For over fifteen years, China has made mining and mineral processing a strategic priority; meanwhile, a broken U.S. mining regime has crippled a once-dominant industry. The figures say it all: U.S. mineral import reliance has more than doubled over the past twenty-five years. China now controls the supply of twenty-three of thirty-five minerals deemed “critical” by the U.S. departments of defense and interior.  

These minerals—cobalt, graphite, lithium and various rare earths—comprise the building blocks of renewable energy technology. Recent World Bank analysis shows how demand for minerals essential to wind and solar power (as well as for lithium-ion batteries and electric vehicles) will increase by at least 500 percent by midcentury. Our national decarbonization effort, as well as more global ambitions, depend on a global production ramp-up of key minerals over which China has asserted monopoly control.  

Reinvigorating U.S. mining doesn’t mean abandoning hard-won environmental protection.

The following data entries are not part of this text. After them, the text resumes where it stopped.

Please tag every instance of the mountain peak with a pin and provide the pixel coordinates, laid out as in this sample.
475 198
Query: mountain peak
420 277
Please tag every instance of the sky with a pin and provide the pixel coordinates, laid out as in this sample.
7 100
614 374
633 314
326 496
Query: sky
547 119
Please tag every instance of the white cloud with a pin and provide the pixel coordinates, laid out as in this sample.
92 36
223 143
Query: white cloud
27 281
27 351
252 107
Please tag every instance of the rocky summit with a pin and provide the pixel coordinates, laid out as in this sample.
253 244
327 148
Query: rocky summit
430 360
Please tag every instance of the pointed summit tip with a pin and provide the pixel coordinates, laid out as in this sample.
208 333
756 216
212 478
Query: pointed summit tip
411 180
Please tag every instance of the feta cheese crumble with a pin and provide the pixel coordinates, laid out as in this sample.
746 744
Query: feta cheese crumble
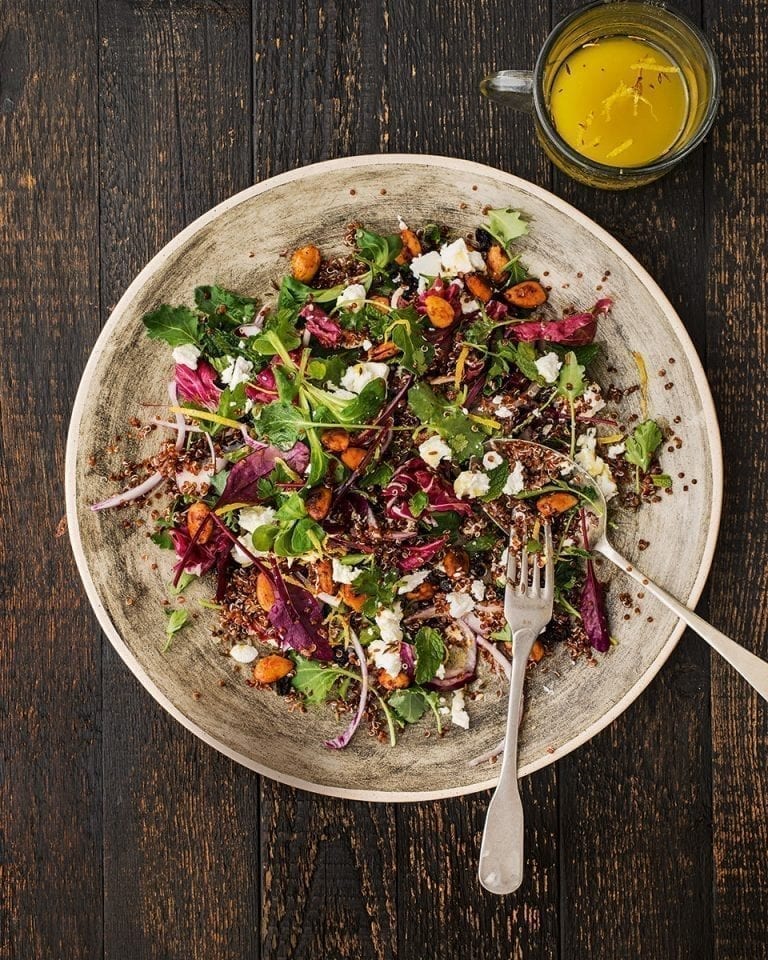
433 450
359 375
459 715
388 622
459 604
549 367
342 573
515 481
454 257
352 297
478 590
471 485
427 265
243 653
491 460
594 465
237 371
187 355
412 580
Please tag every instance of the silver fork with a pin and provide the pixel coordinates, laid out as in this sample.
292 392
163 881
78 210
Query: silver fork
528 609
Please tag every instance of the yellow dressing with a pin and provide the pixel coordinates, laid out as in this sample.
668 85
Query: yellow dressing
620 101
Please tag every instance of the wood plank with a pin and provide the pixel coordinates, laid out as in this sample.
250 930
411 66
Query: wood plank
50 709
635 802
181 821
434 106
329 883
737 305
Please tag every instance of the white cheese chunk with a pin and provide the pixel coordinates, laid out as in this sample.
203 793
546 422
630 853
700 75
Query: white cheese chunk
359 375
427 265
471 485
549 367
187 355
459 715
433 450
459 604
237 371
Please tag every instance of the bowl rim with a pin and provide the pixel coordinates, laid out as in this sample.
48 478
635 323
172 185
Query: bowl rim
297 174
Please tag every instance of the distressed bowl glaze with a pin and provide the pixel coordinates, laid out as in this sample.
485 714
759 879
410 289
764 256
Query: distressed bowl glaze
238 244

But it must mean fixing a broken and duplicative regulatory regime.   

The permitting process for opening a new mine can gobble up a decade or more; by comparison, Australia and Canada issue permits in a fraction of the time while preserving environmental safeguards. Some promising projects, such as the Resolution Copper project in Arizona or the Twin Metals project in Minnesota, have collided with a system intended to thwart projects altogether.

Legislation in both the House and Senate exists to tackle the mine permitting problem but mining has largely split support down partisan lines. Today’s pandemic pandemonium can get us past that. On the one hand, clean energy advocates realize that their favored technologies must have accessible mineral supply chains; on the other hand, the deepening strategic struggle with an authoritarian China points to how America has loosened Beijing’s grip on vital industries and strategic supply. Surely, a U.S. consensus lies in sight.

This means a return to a well-considered industrial policy putting strategic industry, resilient supply chains and American jobs before a blind commitment to price-driven “efficiencies." In the new era unexpectedly ushered in by 2020, whether it’s minerals supply, computer chips or telecommunications hardware, the chance to rebuild critical domestic industry has arrived.  

A former U.S. deputy assistant secretary of defense for Asia, James Clad is a senior adviser to Arcanum a global intelligence company servicing sovereign governments and multinational corporations.